Разумеется, их объективную обоснованность

следует отличать от субъективного познания объективной обоснованности, чтобы не думать, что их познаваемость возникает нависимо от опыта, поскольку они обоснованы нависимо от опыта. Строго разделяя quaestio facti и quaestio juris, мы скорее подчеркиваем: никакие познания не возникают нависимо от опыта, даже те, существование которых действительно нависимо от опыта. Соответственно, я могу разделить и отказ МЕССЕРА от метафизики. Но этот отказ ужесточается только трансцендентальным методом, а не contradictio in adj ecto неверующей веры. Мы не отрицаем «вещей вне мира». Но мы отрицаем метафизическую абсолютность в любой форме, будь то наивная или феноменалистическая, или трансценденцию в исходном метафизическом смысле, нависимо от того, как ее понимать – материалистически, спиритуалистически, теологически или как-то иначе. Мы отрицаем ее потому, что уже признаем в «запредельном» способ ее трансцендентальной обусловленности. Поэтому и деление мира на «сущность» и «видимость» мы признаем ошибочным. Поэтому противоположности «имманентность» и «трансцендентность» объединяются как логические функции, которые, хотя и различны, но не исключают друг друга, а обязательно лежат в самом понятии познания, в той общей объединяющей функции логоса, чер которую понимается, что трансцендентное субъекту, «объекты вне нас», имманентные сфере объектообразующих условий познания, лежат внутри самого познания.

«Мы думаем, место за местом, Мы внутри».

По сути, ГОЭТЭ, архетип «репрентативного мышления», сказал абсолютно решающее слово перед лицом всех догматических уплощений и угасаний, мысля себя «место за местом», но «внутри». Пусть «дурак», человек как бессмысленный и заблудший субъект, ищет бытие вне себя.

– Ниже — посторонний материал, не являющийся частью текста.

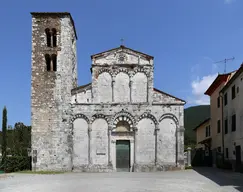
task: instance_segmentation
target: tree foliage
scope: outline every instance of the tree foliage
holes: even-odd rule
[[[6,135],[7,150],[5,164],[0,165],[0,170],[5,172],[31,169],[31,158],[28,157],[28,149],[31,148],[31,126],[22,122],[15,123],[14,127],[8,127]]]

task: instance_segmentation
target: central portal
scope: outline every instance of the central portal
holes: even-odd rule
[[[116,141],[116,170],[130,171],[130,141]]]

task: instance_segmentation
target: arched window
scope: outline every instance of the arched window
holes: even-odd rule
[[[54,28],[52,29],[52,46],[57,46],[57,31]]]
[[[52,54],[51,60],[52,60],[52,71],[57,71],[57,55]]]
[[[46,70],[51,71],[51,57],[50,57],[50,55],[46,54],[45,59],[46,59]]]
[[[50,32],[50,29],[47,28],[45,30],[46,32],[46,44],[47,44],[47,47],[51,47],[51,32]]]

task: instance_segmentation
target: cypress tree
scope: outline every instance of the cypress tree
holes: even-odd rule
[[[7,108],[3,108],[3,120],[2,120],[2,165],[5,170],[5,161],[7,156]]]

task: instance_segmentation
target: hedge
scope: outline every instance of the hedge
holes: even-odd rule
[[[31,158],[26,156],[7,156],[4,164],[0,164],[0,170],[3,170],[5,173],[30,170]]]

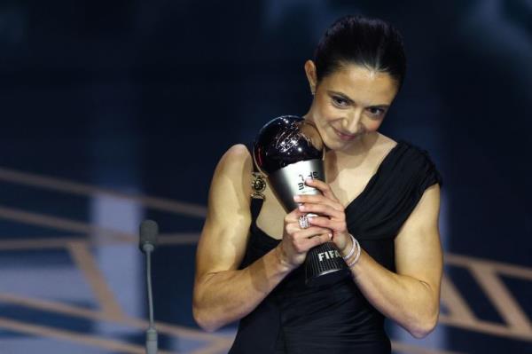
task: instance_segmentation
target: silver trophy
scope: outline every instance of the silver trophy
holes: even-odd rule
[[[303,118],[284,115],[266,123],[255,139],[253,157],[286,212],[298,207],[294,195],[320,193],[305,185],[305,179],[325,180],[324,143],[317,130]],[[308,217],[313,216],[307,214]],[[348,272],[332,242],[319,245],[307,254],[305,274],[309,286],[330,284]]]

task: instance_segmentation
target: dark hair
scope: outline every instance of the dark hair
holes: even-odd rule
[[[389,74],[400,88],[406,57],[399,31],[379,19],[346,16],[325,33],[314,54],[317,81],[347,64]]]

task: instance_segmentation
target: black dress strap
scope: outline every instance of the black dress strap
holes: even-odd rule
[[[252,157],[253,163],[253,171],[255,173],[259,172],[259,169],[254,163],[254,160],[253,159],[253,143],[249,142],[246,144],[246,147],[247,147],[247,151]],[[254,225],[257,217],[259,216],[259,213],[261,212],[261,208],[262,208],[262,203],[264,200],[259,198],[251,198],[251,217],[252,217],[252,224]]]

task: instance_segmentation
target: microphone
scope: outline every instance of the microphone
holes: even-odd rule
[[[150,324],[146,330],[146,354],[157,354],[157,331],[153,323],[153,299],[152,297],[152,252],[157,246],[159,226],[153,220],[145,220],[139,227],[138,248],[146,255],[146,284],[148,288],[148,307]]]

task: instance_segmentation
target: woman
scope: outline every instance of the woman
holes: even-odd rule
[[[237,145],[216,167],[198,246],[193,313],[213,331],[237,319],[231,353],[389,353],[384,317],[421,338],[434,327],[442,256],[441,178],[426,153],[378,132],[405,72],[387,23],[339,20],[304,66],[304,118],[326,146],[323,195],[283,209],[270,188],[251,200],[254,164]],[[262,204],[262,205],[261,205]],[[310,227],[299,217],[312,212]],[[308,287],[300,265],[332,240],[352,278]]]

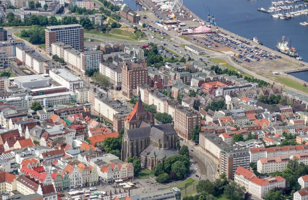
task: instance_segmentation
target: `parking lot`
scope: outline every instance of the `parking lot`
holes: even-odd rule
[[[95,51],[97,47],[100,45],[100,42],[85,40],[84,44],[85,51]]]

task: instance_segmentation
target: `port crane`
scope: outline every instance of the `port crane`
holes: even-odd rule
[[[203,7],[204,7],[204,9],[205,10],[205,11],[206,11],[206,8],[205,7],[205,6],[204,5],[204,4],[202,3],[202,4],[203,5]],[[207,6],[208,5],[207,5],[206,6]],[[209,7],[208,7],[208,8]],[[210,15],[209,9],[209,14],[208,14],[208,19],[207,19],[206,20],[206,21],[205,21],[205,22],[207,22],[208,23],[209,23],[210,22],[211,22],[211,15]]]

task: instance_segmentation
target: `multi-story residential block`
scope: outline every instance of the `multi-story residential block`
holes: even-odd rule
[[[299,162],[306,164],[308,162],[308,154],[297,154],[290,156],[284,156],[261,158],[257,162],[257,170],[262,174],[269,174],[278,171],[281,172],[287,168],[290,159],[297,160]]]
[[[6,90],[10,86],[10,79],[6,76],[0,77],[0,90]]]
[[[87,10],[92,10],[94,8],[94,2],[92,0],[77,0],[74,2],[77,7]]]
[[[199,134],[199,143],[203,150],[217,160],[219,160],[221,150],[230,146],[221,138],[210,132],[201,133]]]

В той мере, в какой человек познает, участвует в познании, он знает и то, что это «вечно порождает его». Но, конечно, это «вечно» следует отметить, если не хочешь низвести даже самого энергичного сторонника «объективного мышления» до субъективиста.

«Ничто не внутри, ничто не снаружи, Ибо что внутри, то и снаружи».

То, что это: «что внутри, то и вне» – не неопределенное «колебание» (как будто он не знал, что говорит), а четко и ясно достигнутая позиция, теперь, наконец, придется понять. Тогда станет понятно и то, что прозрение Канта, согласно которому условия, составляющие объекты, сами не могут снова стать объектами, должно восприниматься еще более серьно и последовательно, чем это делал сам Кант в отношении этого своего фундаментального прозрения. Одна из решающих заслуг Фихте состоит в том, что он не только надолго закрепил это понимание, но и помог ему найти адекватное языковое выражение, решившись назвать воплощение условий объективности «Я», именно для того, чтобы четко отличить его как воплощение условий объективности от объектов как таковых. Поначалу это могло ввести в заблуждение, так как предполагало отождествление «Я» с индивидом, субъектом как существующей вещью. Но как далек был Фихте от такого уравнения, сегодня знает каждый, кто не далек от духа Фихте. Тот, кто, например, и сегодня был бы настолько глуп, чтобы видеть в Фихте, самом яростном противнике как догматических спекуляций натурфилософии Шеллинга, так и всякого субъективизма, всякого теоретического и практического эгоизма, субъективиста или даже солипсиста, не имел бы права ожидать, что наука позволит себе определяться вниманием к нему и состраданием к нему, позволит этому фундаментальному пониманию атрофироваться даже в выражении.

Поскольку трансцендентальные условия объектов и объекты как таковые – это не два мира рядом или позади друг друга, поскольку ни один объект не является объектом, не будучи закономерно конституированным трансцендентальными условиями, и ни одно трансцендентальное условие не является трансцендентальным условием, не будучи конституированным объектом, МЕССЕР должен иметь возможность сослаться на мои предыдущие замечания по поводу того, что он говорит об общей закономерной обусловленности реальности, даже с учетом истории. Но это ни в коей мере не отменяет методологического различия между естественной и исторической наукой, провозглашенного Виндельбандом. Напротив, оно дает ему новую аргументацию. Однако следует обратить внимание и на различие между сближением в отношении частностей к всеобщности законности и расхождением частностей между собой (8), а также не упускать из виду различительную функцию ценностного отношения в истории.